Quando o planeta já não mais podia suportar a humanidade, uma luz brilhou no horizonte e subiu aos céus.

quarta-feira, 11 de julho de 2012

108. Águia à Passarinho

Quando percebi o perigo já era tarde demais. O helicóptero passou rasante pela cobertura do prédio, erguendo grandes nuvens de neve e poeira. Lisie deu um gritinho assustado e se agachou atrás do parapeito. Vi quando, pouco antes de o helicóptero mergulhar por entre os prédios, o atirador pendurado na lateral nos observou com a luneta de seu rifle. Peguei o rádio e só então ouvi Passan gritando para que nos escondêssemos. Lisie ainda me olhava de olhos arregalados enquanto descíamos correndo as escadas, corações tentando pular fora do peito. Entramos pela passagem do esconderijo sem saber o que fazer a seguir. Mas sequer teríamos chance de pensar em algo. Passan tinha mais más noticias.

-É o segundo que passa nos últimos cinco minutos -falou, apontando para a imagem de uma das câmeras de vigilância que ele tinha instalado do lado de fora. Ali, naquela divisória quadrada da tela, um blindado usado para transporte de tropas acabara de passar, deixando redemoinhos de flocos de gelo pelo ar. -O outro era o mesmo de ontem, pelo que pude perceber...

-Pelo menos a antena funciona? -consegui dizer, sem tentar esconder a decepção na voz.

-Sim! Assim que vocês terminaram eu reiniciei o sistema e imediatamente captei as comunicações dos Deuses. Tentei avisá-los, mas vocês não respondiam. Já esperava pelo pior... pensei que fosse tarde demais.

Pude sentir meu rosto esquentar e corar com as palavras de Passan. Lisie gaguejou alguma coisa inaudível.  Passan, aparentemente sem perceber nosso embaraço, começou a explicar sobre o alcance fenomenal da antena e sua capacidade de captar mesmo as mais fracas transmissões. Olhei de canto de olho pra Lisie, esperando um olhar de cumplicidade, mas ela estava concentrada nas palavras de Passan, provavelmente imaginando as possibilidades que agora teríamos de encontrar alguém do Rosa Radioativa. Forcei meus devaneios de lado e foquei minha mente. Tentávamos captar palavras em meio a um amontoado de chiados, conforme o scanner automático da antena circulava pelas centenas de frequências possíveis. Checamos cada uma delas três vezes, mas conseguíamos captar apenas as transmissões de Amrak e dos Deuses. Os primeiros pareciam focados em patrulhar as fronteiras do que restara de sua cidade e proteger os catadores de etulhos. Já os Deuses estavam metidos em alguma coisa.
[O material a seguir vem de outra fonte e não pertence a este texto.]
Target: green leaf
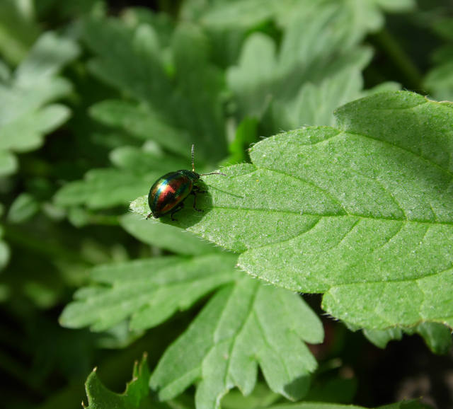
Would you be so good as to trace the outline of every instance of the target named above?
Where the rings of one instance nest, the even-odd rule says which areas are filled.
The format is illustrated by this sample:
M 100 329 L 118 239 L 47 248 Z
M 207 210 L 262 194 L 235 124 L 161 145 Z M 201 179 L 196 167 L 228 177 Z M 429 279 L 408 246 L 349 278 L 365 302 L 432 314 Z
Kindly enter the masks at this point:
M 259 117 L 270 105 L 271 132 L 333 125 L 335 108 L 362 96 L 360 71 L 371 58 L 369 50 L 351 47 L 359 38 L 345 13 L 329 2 L 294 11 L 278 55 L 269 37 L 251 35 L 228 71 L 239 113 Z
M 96 284 L 76 292 L 76 301 L 59 321 L 68 328 L 91 326 L 102 331 L 130 318 L 132 330 L 151 328 L 178 310 L 235 280 L 235 255 L 163 257 L 101 265 L 91 272 Z
M 84 180 L 67 183 L 54 197 L 59 206 L 85 204 L 90 209 L 105 209 L 125 204 L 137 194 L 149 189 L 161 172 L 137 175 L 115 168 L 94 169 Z
M 101 382 L 96 369 L 90 374 L 85 382 L 85 390 L 88 396 L 87 409 L 140 409 L 153 406 L 149 397 L 149 369 L 147 364 L 147 355 L 144 355 L 141 362 L 135 362 L 132 371 L 132 379 L 126 386 L 123 393 L 119 394 L 109 391 Z
M 33 87 L 35 83 L 55 76 L 79 53 L 71 40 L 48 32 L 41 35 L 14 73 L 17 86 Z
M 17 159 L 8 151 L 0 151 L 0 177 L 14 173 L 18 168 Z
M 112 151 L 110 155 L 117 168 L 89 171 L 83 180 L 63 186 L 55 194 L 54 200 L 59 206 L 83 204 L 93 209 L 127 204 L 138 195 L 149 191 L 162 175 L 189 168 L 188 148 L 188 159 L 184 161 L 161 152 L 122 146 Z
M 0 128 L 0 149 L 16 152 L 41 146 L 44 134 L 50 133 L 69 117 L 69 110 L 54 104 L 23 115 Z
M 452 332 L 444 325 L 437 323 L 423 323 L 413 328 L 394 328 L 386 330 L 365 330 L 364 335 L 373 344 L 384 348 L 392 340 L 400 340 L 403 333 L 419 334 L 423 338 L 430 350 L 435 354 L 446 354 L 452 347 Z
M 4 208 L 1 203 L 0 203 L 0 216 L 3 214 Z M 3 268 L 8 264 L 9 261 L 9 247 L 8 245 L 1 240 L 4 234 L 4 228 L 1 224 L 0 224 L 0 270 L 3 270 Z M 5 287 L 4 290 L 2 290 L 4 293 L 4 296 L 8 296 L 8 288 Z M 6 295 L 5 295 L 6 294 Z
M 337 13 L 342 14 L 344 19 L 343 30 L 363 35 L 363 32 L 377 30 L 384 23 L 382 11 L 404 11 L 413 8 L 412 0 L 370 0 L 368 1 L 350 2 L 338 1 L 312 1 L 311 0 L 243 0 L 241 1 L 219 1 L 214 6 L 206 2 L 205 10 L 202 8 L 200 2 L 195 3 L 192 13 L 198 8 L 196 14 L 201 14 L 201 21 L 210 28 L 225 29 L 229 28 L 251 28 L 263 21 L 275 18 L 280 25 L 285 26 L 294 18 L 294 15 L 306 11 L 316 13 L 326 6 L 338 7 Z M 200 12 L 201 11 L 201 12 Z M 204 12 L 203 12 L 204 11 Z M 189 6 L 185 6 L 185 13 L 190 14 Z M 348 22 L 348 24 L 345 24 Z M 338 30 L 336 30 L 338 33 Z
M 69 118 L 69 110 L 65 106 L 45 105 L 71 91 L 70 83 L 56 74 L 78 54 L 75 42 L 46 33 L 11 80 L 0 84 L 1 173 L 11 174 L 17 168 L 16 159 L 8 151 L 24 152 L 39 148 L 44 135 Z
M 35 197 L 29 193 L 21 193 L 11 204 L 8 212 L 8 221 L 22 223 L 32 217 L 40 206 Z
M 425 403 L 419 401 L 402 401 L 390 405 L 379 406 L 376 409 L 429 409 Z M 362 406 L 354 405 L 338 405 L 338 403 L 324 403 L 321 402 L 302 402 L 300 403 L 291 403 L 275 405 L 269 406 L 268 409 L 364 409 Z
M 0 2 L 0 53 L 9 62 L 21 62 L 39 33 L 33 8 L 13 0 Z
M 325 293 L 358 328 L 453 328 L 452 106 L 387 92 L 336 116 L 338 129 L 268 138 L 252 164 L 205 176 L 205 212 L 171 224 L 240 253 L 253 276 Z
M 209 42 L 199 28 L 180 25 L 175 30 L 170 67 L 163 59 L 168 50 L 161 49 L 149 24 L 130 28 L 113 19 L 86 20 L 84 38 L 97 56 L 88 66 L 91 72 L 147 105 L 142 110 L 149 113 L 148 120 L 144 114 L 136 123 L 140 113 L 132 108 L 119 119 L 123 127 L 127 124 L 136 134 L 155 138 L 178 153 L 187 149 L 190 138 L 197 146 L 197 156 L 210 163 L 224 156 L 223 76 L 210 64 Z M 112 48 L 111 44 L 116 46 Z M 105 113 L 104 109 L 101 115 L 108 117 Z M 160 129 L 164 134 L 156 134 Z M 171 139 L 164 140 L 166 133 Z
M 197 255 L 216 251 L 211 243 L 184 231 L 174 226 L 157 223 L 152 219 L 144 223 L 143 218 L 137 214 L 125 214 L 120 218 L 120 224 L 130 234 L 151 246 L 160 247 L 177 254 Z
M 138 106 L 121 100 L 105 100 L 92 106 L 91 115 L 98 121 L 143 139 L 153 139 L 166 149 L 186 155 L 190 137 L 159 117 L 146 105 Z
M 167 400 L 200 379 L 197 408 L 218 408 L 234 386 L 251 392 L 259 364 L 273 391 L 297 399 L 316 367 L 302 340 L 317 343 L 323 336 L 321 322 L 300 296 L 245 277 L 211 299 L 166 351 L 150 386 Z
-Vamos sobrevoar outra vez -dizia o piloto do Águia. -Onde está a equipe em...-chiado- ...manter distância de combate em duzentos met...dois subindo o rio, dois a norte... aproximem-se pelo nor... pela ponte! Pela ponte! Caralho, agora, agor...

Seguiu-se um chiado forte e então silêncio completo.

-Águia, na escuta? -chamou um dos blindados, minutos depois. -Águia, na escuta? Cambio.

Quando cheguei novamente à cobertura do prédio, com o telescópio na mão, o último raio de sol sumia atrás dos esqueletos dos prédios. Ao longe, os uivos dos diabos começavam a surgir. Mas eu não temia ficar preso ali em cima. Não dessa vez. Não enquanto estivesse rolando o churrasco às margens do rio.